Hannah Rosen:    00:06:09    It's so interesting. You know, just as you were talking about that, I was thinking about, you know, having just come from the SLAS international conference and thinking about all the amazing automation equipment that we were seeing on the exhibition floor, and just, you look at these pieces of, of automated equipment and it looks like that must be, that's the challenge, right? Is to develop this hardware that is like all these complex moving parts and all these, but the more we have these sort of conversations, it seems like the challenges really with the data now that, you know, we, we've gotten the hardware and we seem to have neglected the data as a result. Do you have any insight as to, you know, why is it that we're able to create all of these amazing pieces of laboratory automation equipment and yet the data, which should be seems like the simple bit is proving such a challenge for us?   

Glenwood Barbee:    00:06:57    Yeah, that's a, a great question. And I also, uh, it's just a crazy juxtaposition where you're, I was at SLAS last week and you're seeing all these automated machines and complex scientific instruments, and then in our conversations with customers or other folks attending the show at the booth, you ask 'em, what's, what's their, what's your biggest problem? It's like, oh, managing these Excel spreadsheets. So, I think partially it's the fragmentation, right? So, I think there's, there hasn't been alignment around a standard is another one. And then I think generally, and again, I think there'll be different perspectives, it's just general inertia, right? So, I think people are used to doing things a certain way. Um, in the same way I think, uh, we would say like moving from paper and pen, uh, lab notebook to an ELN is a transition, I think it's the same with data. And so, I think also it's a hard problem to solve and, and no one's really solved it well or hit the bullseye or, uh, provided that silver bullet, um, in the market. So, I think that's where you, you see that, uh, versus the sophistication you see on the instrument side with the, with the actual hardware.   

Hannah Rosen:    00:08:07    Earlier you kind of mentioned this idea of wanting to keep the data, uh, “FAIR”. Um, and that's something that is becoming more and more important to a number of researchers. So, can you kind of talk a little bit about how is all of these, those problems that you mentioned with having all these differing data standards, how does that impede a researcher's ability to produce FAIR data?   
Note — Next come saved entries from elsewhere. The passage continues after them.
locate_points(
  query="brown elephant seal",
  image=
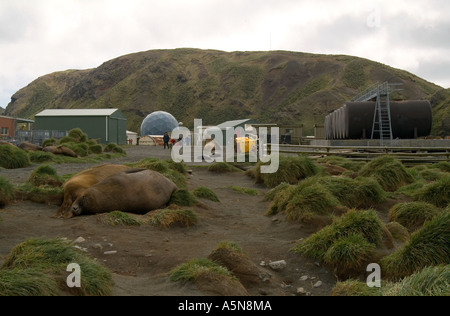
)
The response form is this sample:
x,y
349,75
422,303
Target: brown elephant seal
x,y
136,191
30,147
60,150
78,184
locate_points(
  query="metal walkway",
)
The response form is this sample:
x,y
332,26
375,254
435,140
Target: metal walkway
x,y
382,124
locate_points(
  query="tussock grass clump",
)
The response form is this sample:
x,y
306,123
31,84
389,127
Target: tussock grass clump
x,y
45,175
364,223
398,231
43,263
355,288
27,282
223,167
432,281
205,193
355,193
389,172
183,197
41,156
118,218
194,268
412,215
303,201
176,172
429,246
343,162
443,166
7,192
168,218
13,158
246,191
348,255
114,148
437,193
291,170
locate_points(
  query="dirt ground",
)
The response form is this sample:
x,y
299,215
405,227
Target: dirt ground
x,y
146,254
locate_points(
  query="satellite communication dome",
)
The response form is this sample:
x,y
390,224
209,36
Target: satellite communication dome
x,y
158,123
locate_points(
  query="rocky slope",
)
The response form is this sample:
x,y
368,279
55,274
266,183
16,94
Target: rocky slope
x,y
216,86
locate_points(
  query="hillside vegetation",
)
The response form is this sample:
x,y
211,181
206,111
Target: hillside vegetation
x,y
270,87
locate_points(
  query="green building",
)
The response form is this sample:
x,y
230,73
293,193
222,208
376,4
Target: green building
x,y
104,125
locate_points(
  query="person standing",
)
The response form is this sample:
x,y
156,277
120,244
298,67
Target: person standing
x,y
166,140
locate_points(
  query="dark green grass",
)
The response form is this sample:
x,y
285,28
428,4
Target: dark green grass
x,y
412,215
429,246
38,267
437,193
389,172
205,193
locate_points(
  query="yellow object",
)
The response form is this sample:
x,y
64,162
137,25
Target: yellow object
x,y
245,144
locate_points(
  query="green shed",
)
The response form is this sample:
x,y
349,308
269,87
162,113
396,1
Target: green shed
x,y
105,125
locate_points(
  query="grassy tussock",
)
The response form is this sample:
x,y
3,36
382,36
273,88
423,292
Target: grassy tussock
x,y
245,191
193,269
337,245
45,175
223,167
7,192
437,193
389,172
343,162
118,218
428,246
183,197
398,231
13,158
168,218
38,267
348,255
303,201
291,170
355,288
205,193
355,193
176,172
432,281
412,215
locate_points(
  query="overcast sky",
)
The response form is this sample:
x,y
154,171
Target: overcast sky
x,y
38,37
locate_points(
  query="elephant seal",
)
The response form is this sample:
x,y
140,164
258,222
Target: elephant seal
x,y
78,184
60,150
136,191
30,147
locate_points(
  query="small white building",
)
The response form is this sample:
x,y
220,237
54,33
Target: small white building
x,y
131,138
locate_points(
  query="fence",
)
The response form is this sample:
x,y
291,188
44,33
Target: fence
x,y
38,137
405,154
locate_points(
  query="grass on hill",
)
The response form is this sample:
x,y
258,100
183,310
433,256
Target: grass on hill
x,y
205,193
429,246
174,217
412,215
7,192
389,172
347,243
37,267
291,170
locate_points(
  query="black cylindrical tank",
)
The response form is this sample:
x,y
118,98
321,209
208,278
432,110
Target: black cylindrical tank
x,y
409,119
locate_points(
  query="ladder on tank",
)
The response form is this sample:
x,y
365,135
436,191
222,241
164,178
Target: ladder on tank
x,y
382,123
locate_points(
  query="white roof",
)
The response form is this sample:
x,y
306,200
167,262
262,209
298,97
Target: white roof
x,y
78,112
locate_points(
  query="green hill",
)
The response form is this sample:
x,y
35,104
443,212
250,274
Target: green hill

Glenwood Barbee:    00:08:30    Yeah, I think the simple answer is it literally slows down the process because achieving FAIR data, I'll, uh, if I could use that term, uh, hinges on operating off the same standard. And so the, the analog there, I know we, we were talking about analog and digital, but like the, the analog there is really, if you look at other industries and their transformations into digital world, if you think about telecommunications, if you think about banking, you see a similar pattern where standardization is often a key driver. You think about 5G or, or name your favorite standard from another industry. We've approached it at Benchling with a two-prong strategy. So, first the goal is to make Benchling natively compatible with an industry standard and the case of FAIR data, we decided to start by using the Allotrope Simple model, which is governed by the Allotrope Foundation, which some folks are familiar with.   
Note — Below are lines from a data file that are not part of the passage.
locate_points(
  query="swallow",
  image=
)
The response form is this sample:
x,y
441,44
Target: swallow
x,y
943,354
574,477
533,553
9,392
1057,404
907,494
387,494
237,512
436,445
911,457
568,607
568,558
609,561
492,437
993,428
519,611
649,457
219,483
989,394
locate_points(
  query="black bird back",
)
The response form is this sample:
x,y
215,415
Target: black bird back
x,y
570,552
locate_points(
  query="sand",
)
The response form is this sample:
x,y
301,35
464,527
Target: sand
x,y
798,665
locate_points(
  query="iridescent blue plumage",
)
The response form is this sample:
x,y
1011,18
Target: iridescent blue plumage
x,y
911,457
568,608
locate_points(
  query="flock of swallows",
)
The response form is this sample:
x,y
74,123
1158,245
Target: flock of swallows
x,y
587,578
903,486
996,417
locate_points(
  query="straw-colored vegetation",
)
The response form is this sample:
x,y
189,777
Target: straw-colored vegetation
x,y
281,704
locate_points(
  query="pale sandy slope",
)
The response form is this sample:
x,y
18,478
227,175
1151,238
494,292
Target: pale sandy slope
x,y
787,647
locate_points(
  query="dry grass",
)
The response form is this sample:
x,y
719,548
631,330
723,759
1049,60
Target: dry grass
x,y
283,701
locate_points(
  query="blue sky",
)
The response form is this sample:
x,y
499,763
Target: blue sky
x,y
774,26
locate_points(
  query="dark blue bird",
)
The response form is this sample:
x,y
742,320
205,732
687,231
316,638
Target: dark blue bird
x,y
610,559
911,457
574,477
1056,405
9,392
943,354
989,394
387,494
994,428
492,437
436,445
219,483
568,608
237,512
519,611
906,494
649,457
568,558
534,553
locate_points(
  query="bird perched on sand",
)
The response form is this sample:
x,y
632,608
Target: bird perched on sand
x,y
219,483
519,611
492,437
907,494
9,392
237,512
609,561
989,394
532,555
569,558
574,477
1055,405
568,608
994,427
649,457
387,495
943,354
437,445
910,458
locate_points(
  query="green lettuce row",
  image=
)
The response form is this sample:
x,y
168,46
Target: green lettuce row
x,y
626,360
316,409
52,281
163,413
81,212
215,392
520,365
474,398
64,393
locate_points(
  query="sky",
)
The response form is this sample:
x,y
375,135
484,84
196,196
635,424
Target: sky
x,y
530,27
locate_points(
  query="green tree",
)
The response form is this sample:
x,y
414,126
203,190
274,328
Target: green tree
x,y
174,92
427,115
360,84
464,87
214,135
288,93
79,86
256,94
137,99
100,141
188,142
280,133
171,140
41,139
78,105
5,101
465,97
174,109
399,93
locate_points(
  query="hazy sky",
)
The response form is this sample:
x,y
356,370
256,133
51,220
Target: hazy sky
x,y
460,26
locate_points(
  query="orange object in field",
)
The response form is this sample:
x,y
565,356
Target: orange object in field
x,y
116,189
Glenwood Barbee:    00:09:19    And it's a, a leading standard data standard out there. And then second is taking that one step further to accelerate standardization by taking an open source approach. So instead of a closed door approach, we're building an open source repository of data converters to accelerate adoption of, uh, these data standards. And we have published an open source library of data converters for instrument data allotropy. And it's notable for, uh, some several reasons. And one is the first open source data conversion code, uh, repository by a major vendor. As I mentioned, it was developed in collaboration with allotrope and its pharma partners, right? So, with industry leaders, folks pushing the industry. And then third, it provides full visibility, access and rights to adopt or adapt the code for customers own use cases. And the last point I make is contributions are welcome. So, it's on GitHub, if you go to github.com/benchling-open-source/allotropy, you can contribute and see the Read me and, and the code live out in the open.  

Hannah Rosen:    00:10:21    That’s pretty unique. Do you ever, you know, as a business, do you ever get pushback for having your code be open source or do you get any concerns from anybody about that?   

Glenwood Barbee:    00:10:32    Uh, concerns from customers specifically?   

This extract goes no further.